Georges de La Tour había nacido en Lorena en 1593 y, probablemente, su formación pudo quedar circunscrita a ese mismo ámbito, ya que faltan documentos que terminen por concluir su oscura biografía. Atendiendo al estilo de sus obras, a camino entre la construcción formal de los maestros de Roma y el manejo dramático de la luz a lo Caravaggio, se esconde un estilo que puede remitir también a los más importantes centros pictóricos de mediados del XVII, como son la escuela española y la escuela de los países del norte.
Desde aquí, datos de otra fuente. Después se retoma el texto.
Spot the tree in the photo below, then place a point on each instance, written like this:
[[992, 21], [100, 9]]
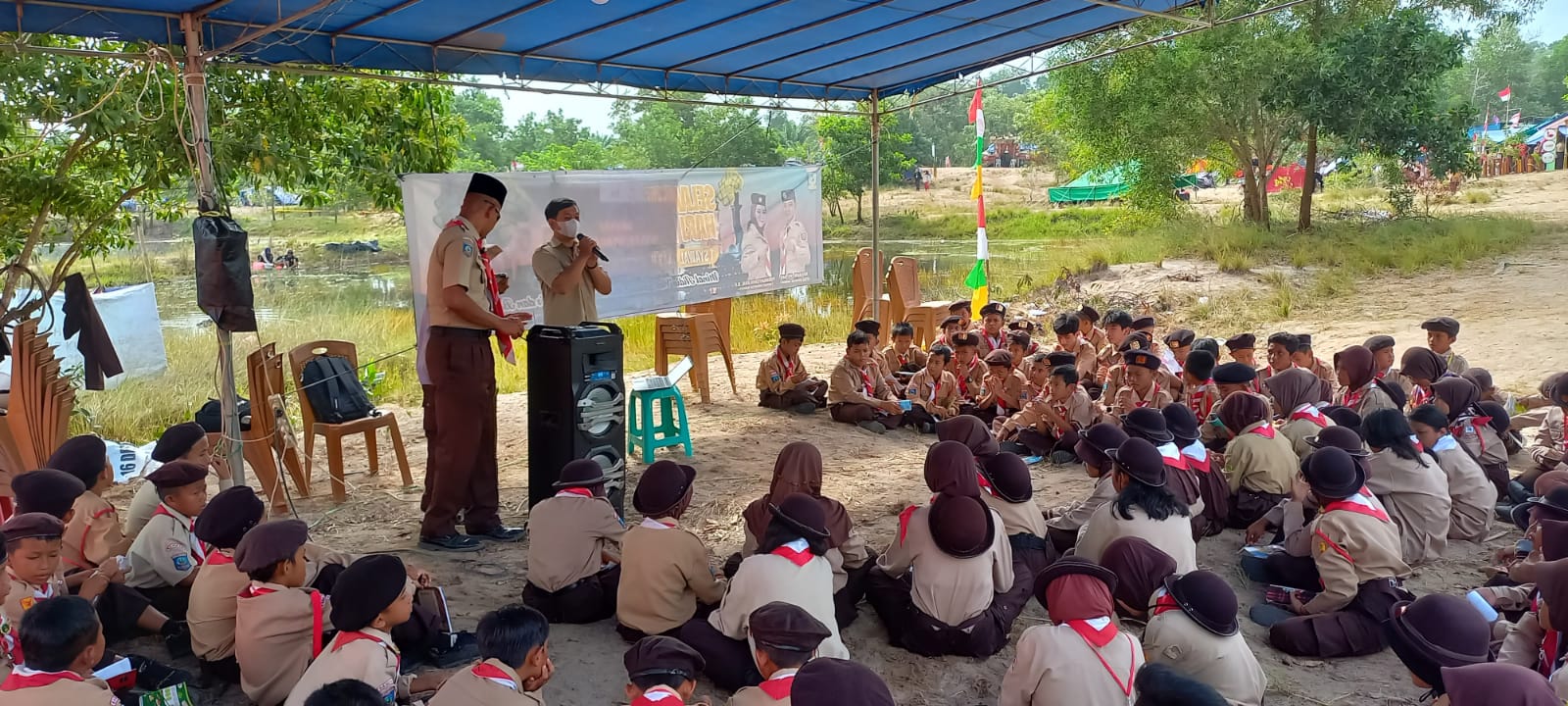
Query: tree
[[83, 140]]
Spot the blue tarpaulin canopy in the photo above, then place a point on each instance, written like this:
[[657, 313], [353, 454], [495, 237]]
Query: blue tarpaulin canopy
[[789, 49]]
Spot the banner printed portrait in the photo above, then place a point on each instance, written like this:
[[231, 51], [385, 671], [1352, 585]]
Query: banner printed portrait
[[673, 235]]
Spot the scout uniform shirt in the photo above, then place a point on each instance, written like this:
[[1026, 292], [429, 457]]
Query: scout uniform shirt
[[165, 553], [574, 530], [31, 687], [488, 682], [663, 575], [574, 306], [366, 656], [278, 631], [772, 692]]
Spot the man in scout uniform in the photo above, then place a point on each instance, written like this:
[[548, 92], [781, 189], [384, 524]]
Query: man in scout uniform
[[463, 306], [516, 663], [574, 562], [783, 639], [783, 380], [1442, 333]]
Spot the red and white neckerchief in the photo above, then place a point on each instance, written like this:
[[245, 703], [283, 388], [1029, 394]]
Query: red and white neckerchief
[[776, 686], [799, 553], [659, 695], [1311, 413], [490, 672]]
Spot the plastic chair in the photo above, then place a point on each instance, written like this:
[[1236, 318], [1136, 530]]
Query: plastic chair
[[650, 430], [334, 433]]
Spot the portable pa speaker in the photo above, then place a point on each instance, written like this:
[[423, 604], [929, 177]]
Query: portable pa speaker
[[576, 405]]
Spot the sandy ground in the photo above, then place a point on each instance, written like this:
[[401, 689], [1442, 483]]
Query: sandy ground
[[1512, 326]]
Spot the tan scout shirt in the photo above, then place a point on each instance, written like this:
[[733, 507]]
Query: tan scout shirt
[[368, 661], [571, 537], [1223, 663], [765, 578], [946, 587], [1259, 463], [467, 689], [1348, 549], [274, 631], [165, 553], [663, 573], [1416, 499], [214, 604], [93, 535], [1058, 667], [574, 306]]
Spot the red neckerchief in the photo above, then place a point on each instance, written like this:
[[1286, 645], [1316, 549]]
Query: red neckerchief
[[494, 674]]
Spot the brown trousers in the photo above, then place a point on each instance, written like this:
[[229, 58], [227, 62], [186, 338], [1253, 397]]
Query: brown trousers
[[462, 473]]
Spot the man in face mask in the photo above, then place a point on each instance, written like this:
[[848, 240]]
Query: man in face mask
[[569, 274]]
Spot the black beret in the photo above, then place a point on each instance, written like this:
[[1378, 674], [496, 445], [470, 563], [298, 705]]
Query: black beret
[[46, 491], [227, 517], [368, 587], [270, 543], [488, 185]]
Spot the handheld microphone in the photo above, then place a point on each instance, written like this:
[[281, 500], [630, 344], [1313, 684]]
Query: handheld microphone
[[596, 251]]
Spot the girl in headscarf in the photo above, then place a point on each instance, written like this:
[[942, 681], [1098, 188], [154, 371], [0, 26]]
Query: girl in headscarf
[[1407, 482], [1473, 496], [1361, 391], [1259, 463], [799, 470], [1457, 397], [1298, 394]]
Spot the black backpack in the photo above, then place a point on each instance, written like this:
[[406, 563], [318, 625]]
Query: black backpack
[[333, 389]]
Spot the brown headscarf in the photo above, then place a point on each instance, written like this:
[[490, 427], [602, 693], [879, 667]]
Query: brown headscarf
[[1141, 570], [1243, 410], [799, 470]]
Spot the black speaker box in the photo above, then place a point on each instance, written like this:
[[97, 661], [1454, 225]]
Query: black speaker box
[[576, 405]]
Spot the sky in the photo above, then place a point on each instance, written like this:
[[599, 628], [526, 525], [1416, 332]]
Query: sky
[[1546, 25]]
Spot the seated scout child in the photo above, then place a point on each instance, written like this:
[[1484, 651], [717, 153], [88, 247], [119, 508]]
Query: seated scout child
[[514, 664], [179, 443], [227, 517], [1473, 498], [1081, 658], [1356, 561], [1192, 628], [1095, 443], [662, 672], [791, 567], [574, 559], [933, 391], [1258, 462], [167, 556], [1050, 426], [383, 598], [857, 391], [663, 567], [783, 381], [278, 620], [1442, 333], [783, 639]]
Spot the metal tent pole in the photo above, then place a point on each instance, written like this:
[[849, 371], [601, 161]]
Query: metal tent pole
[[195, 76]]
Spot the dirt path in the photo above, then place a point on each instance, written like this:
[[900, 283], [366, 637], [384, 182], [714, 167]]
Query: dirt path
[[1512, 327]]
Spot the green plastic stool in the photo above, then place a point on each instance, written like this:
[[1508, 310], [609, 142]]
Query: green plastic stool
[[670, 429]]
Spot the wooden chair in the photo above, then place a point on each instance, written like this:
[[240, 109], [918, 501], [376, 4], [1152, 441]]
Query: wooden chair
[[904, 284], [697, 336], [334, 431]]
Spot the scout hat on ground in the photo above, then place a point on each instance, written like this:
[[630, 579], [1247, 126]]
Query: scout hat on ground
[[373, 580], [1207, 600], [273, 541], [227, 517], [784, 627], [46, 491], [662, 488]]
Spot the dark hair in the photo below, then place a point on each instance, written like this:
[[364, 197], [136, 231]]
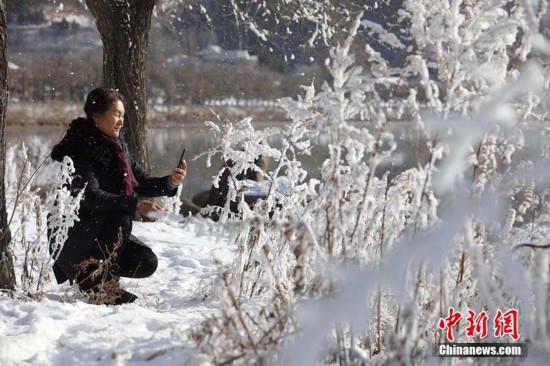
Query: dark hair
[[100, 100]]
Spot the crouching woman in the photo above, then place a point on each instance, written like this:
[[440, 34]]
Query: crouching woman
[[100, 247]]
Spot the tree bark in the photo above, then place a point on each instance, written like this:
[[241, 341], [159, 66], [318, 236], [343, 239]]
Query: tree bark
[[124, 27], [7, 275]]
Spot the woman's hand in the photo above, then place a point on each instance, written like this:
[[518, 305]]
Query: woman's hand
[[178, 175], [145, 207]]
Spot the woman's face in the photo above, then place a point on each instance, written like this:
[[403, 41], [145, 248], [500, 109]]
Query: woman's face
[[111, 121]]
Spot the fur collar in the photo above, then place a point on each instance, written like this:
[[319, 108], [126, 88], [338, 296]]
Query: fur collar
[[84, 141]]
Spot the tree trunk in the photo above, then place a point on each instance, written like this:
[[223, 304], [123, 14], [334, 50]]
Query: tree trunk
[[7, 275], [124, 28]]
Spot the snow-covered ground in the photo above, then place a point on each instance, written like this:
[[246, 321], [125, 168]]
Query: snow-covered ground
[[63, 329]]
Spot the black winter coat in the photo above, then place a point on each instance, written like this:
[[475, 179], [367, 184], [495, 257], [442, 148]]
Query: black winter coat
[[95, 168]]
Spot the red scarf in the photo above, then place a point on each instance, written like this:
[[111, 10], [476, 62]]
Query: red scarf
[[118, 152]]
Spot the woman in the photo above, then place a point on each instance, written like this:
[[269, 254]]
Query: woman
[[100, 247]]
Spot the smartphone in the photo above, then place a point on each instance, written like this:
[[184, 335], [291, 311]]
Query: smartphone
[[181, 158]]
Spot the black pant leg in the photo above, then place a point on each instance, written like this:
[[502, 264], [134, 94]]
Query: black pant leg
[[137, 260]]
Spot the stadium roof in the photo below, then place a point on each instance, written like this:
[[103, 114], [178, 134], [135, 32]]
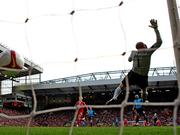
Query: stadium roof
[[35, 69]]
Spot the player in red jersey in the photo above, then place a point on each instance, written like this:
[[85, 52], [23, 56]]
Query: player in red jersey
[[80, 111]]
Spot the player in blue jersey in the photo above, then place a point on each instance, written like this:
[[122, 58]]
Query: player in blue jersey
[[138, 109], [141, 58]]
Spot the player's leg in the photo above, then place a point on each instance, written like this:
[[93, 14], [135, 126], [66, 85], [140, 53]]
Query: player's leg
[[144, 95]]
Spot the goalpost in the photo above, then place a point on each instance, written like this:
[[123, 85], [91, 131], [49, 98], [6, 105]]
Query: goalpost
[[175, 28]]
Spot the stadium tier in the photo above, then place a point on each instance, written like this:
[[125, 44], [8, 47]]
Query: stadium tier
[[98, 87]]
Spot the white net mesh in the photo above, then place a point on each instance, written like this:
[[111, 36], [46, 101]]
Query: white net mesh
[[67, 37]]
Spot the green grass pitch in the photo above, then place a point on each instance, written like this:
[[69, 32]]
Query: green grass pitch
[[88, 131]]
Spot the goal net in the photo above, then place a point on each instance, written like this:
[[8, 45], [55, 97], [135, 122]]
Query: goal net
[[76, 37]]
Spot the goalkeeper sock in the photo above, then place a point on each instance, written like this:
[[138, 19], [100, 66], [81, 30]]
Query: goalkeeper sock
[[117, 91]]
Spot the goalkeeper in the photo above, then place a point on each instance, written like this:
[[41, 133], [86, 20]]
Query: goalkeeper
[[141, 58]]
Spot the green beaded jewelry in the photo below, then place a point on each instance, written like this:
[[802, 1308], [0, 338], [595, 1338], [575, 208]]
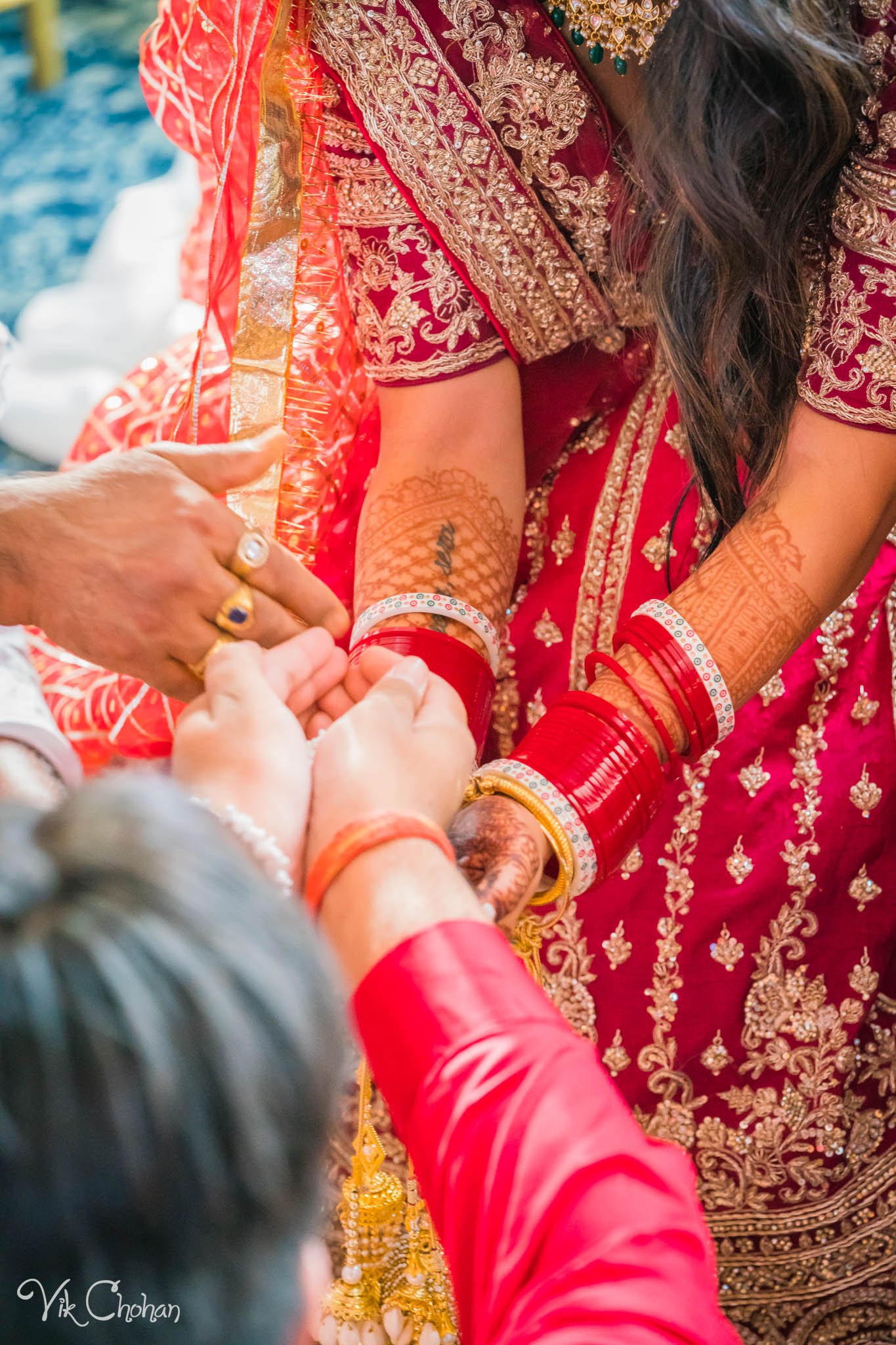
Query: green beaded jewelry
[[626, 29]]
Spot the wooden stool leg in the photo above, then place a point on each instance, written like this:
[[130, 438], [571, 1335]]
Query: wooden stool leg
[[42, 19]]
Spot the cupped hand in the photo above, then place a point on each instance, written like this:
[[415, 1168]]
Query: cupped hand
[[125, 560], [403, 747], [241, 744], [501, 850]]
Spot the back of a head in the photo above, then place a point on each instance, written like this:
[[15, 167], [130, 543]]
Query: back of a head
[[169, 1048]]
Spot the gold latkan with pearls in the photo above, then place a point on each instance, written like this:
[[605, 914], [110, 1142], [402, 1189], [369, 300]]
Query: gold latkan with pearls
[[625, 30]]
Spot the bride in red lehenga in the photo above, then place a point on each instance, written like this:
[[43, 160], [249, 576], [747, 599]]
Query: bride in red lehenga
[[542, 257]]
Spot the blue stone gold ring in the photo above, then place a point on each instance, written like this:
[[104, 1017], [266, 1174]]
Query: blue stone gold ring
[[237, 613]]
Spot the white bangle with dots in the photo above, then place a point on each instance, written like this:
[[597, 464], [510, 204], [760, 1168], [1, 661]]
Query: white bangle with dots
[[699, 657], [261, 845], [430, 604]]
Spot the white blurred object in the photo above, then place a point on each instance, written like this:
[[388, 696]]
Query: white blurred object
[[77, 341]]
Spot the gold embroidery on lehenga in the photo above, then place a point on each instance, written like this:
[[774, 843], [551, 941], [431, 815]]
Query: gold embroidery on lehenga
[[617, 947], [538, 106], [616, 1057], [847, 351], [738, 864], [864, 709], [427, 305], [865, 795], [673, 1118], [753, 776], [610, 539], [863, 888], [422, 118]]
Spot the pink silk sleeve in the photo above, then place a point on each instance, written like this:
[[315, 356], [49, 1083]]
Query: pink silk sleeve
[[849, 369], [561, 1220]]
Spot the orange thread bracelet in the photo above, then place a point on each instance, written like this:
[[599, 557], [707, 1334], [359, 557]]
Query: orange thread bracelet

No obstante, los investigadores encuentran los orígenes de esa paleta de ocres y luces dramáticas en el círculo de los llamados “caravaggistas de Utrecht”, es decir, en aquellos pintores que como Hendrick Terbrugghen (1588-1629) se encargaron de expandir por la Europa septentrional la batalla de la luz y la sombra.
Mirar desde otro lugar
Historia de dos, esto de la pintura, que por aquel entonces se polarizaba en el Naturalismo y el Clasicismo, abriendo así desde Roma un también doble itinerario sobre las posibles aspiraciones o no de los temas tratados, quizá una mera cuestión formal para muchos o, por qué no entonces, una precipitada guerra dentro de las propias obras. Una guerra que desde su epicentro se contagió a otras capitales artísticas como Bolonia, Florencia, Milán, Siena o Venecia y que logró llamar la atención de otros pintores franceses contemporáneos de La Tour como Valentin de Boulogne (1591-1632) o Claude Vignon (1593-1670), confesos hechizados del violento claroscuro.
La Tour, redescubierto en el siglo XX por otra de sus grandes obras como es El Tramposo (fechada hacia 1635 y conservada en el Museo del Louvre), terminó por escapar de aquellos estilos a los que se acercó para aprender a mirar desde “otro” lugar. Así, su técnica de superficies pulidas y empaques volumétricos, conjuga un extraño desequilibrio, fruto seguramente de una tensión que, como ya ocurría en Piero Della Francesca (1420-1492), se debate entre el silencio del color plano y el silencio de la perfecta geometría. Además, son sus temas, semilla para eso que el historiador del arte Michel Fried comentaba al mirar ciertas obras del inmediato siglo XVIII, esto es, anuncios de un “otro” lugar del que mira y que termina por descubrir esas “otras” cosas que suceden no ya dentro del cuadro, sino dentro de nosotros mismos. Así nos lo dice esta Magdalena o su Santo Tomás (hacia 1625-30) que, además de ser objetos absortos en el espacio, tematizan una “otra” mirada de la pintura.